What is a National Parks Access Pass

What is a National Park Access Pass and why do you need one? This is one of the most used travel accessories in my arsenal. The Access Pass pass allows U.S. citizens (or permanent residents) who have permanent disabilities to get into national parks for free. Not only is the entrance fee waived, but where a per-vehicle entrance fee is charged, the benefit extends to up to three other people in the car with the passholder. Unlike some of the other interagency passes the Access Pass is a free lifetime pass. You don’t have to be 100% disabled to qualify but your disability must impact one or more major life activities. Let me clarify one thing though. The access pass isnt just for national parks. There’s a whole list of public lands below that participate. Getting an access pass doesn’t require huge amounts of paperwork but you do need to bring some documentation. (I’ll tell you what I brought in just a minute).

The Access Pass is part of the the Interagency Pass Program that was created by the Federal Lands Recreation Enhancement Act. It was authorized by Congress in December 2004. It’s also called the America the Beautiful – National Parks and Federal Recreational Lands Pass Series. Not only are entrance fees waived to more than 2,000 federal lands, but the passholder may be allowed discounts for camping, tours boat launching or more. A full list of benefits is online. The National Park Service also offers annual park passes and a 4th Grade pass, as well as military, volunteer, veterans and Gold Star familes and other passes. Check out Information on the other passes here.

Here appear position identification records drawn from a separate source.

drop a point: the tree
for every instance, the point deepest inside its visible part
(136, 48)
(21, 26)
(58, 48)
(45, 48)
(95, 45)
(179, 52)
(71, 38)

The pass is also accepted by the following agencies:

Bureau of Land Management
Bureau of Reclamation
Fish and Wildlife Service
USDA Forest Service
National Park Service
U.S. Army Corps of Engineers
Source: USGS store website

TVA did accept the Access pass for camping discounts. Vista Recreation is the third party system that handles booking for the campgrounds. My results with using the pass has been mixed. When it comes to the discount the official Vista Recreation website says “to use this discount rate, you must show Golden Age/Access pass upon check-in, and card user must occupy site“. I’ve had a time when it was accepted and a time when it wasn’t. This was for two different stays at the same campground. So, I’d suggest showing the card but keeping an open mind.

You have to have proof of a disability to get the card and a government issued ID. For me, all my doctor had to do was write a note on a prescription pad. I took that into the visitor center at the Big South Fork National River & Recreation Area along with my driver’s license. The park ranger looked it over and issued the card on the spot. A friend of mine who has an obvious disabilty got one by signing an affidavit at a national park visitor center and showing her government issued ID as well. There is a list of places where you can get an interagency pass here. The Access Pass is also available for a fee by mail at the USGS website link above.

Waiving the fees has allowed me to visit parks and sites that I wouldn’t have been able to see otherwise. If you get the access pass, I hope you enjoy using it as much as I do.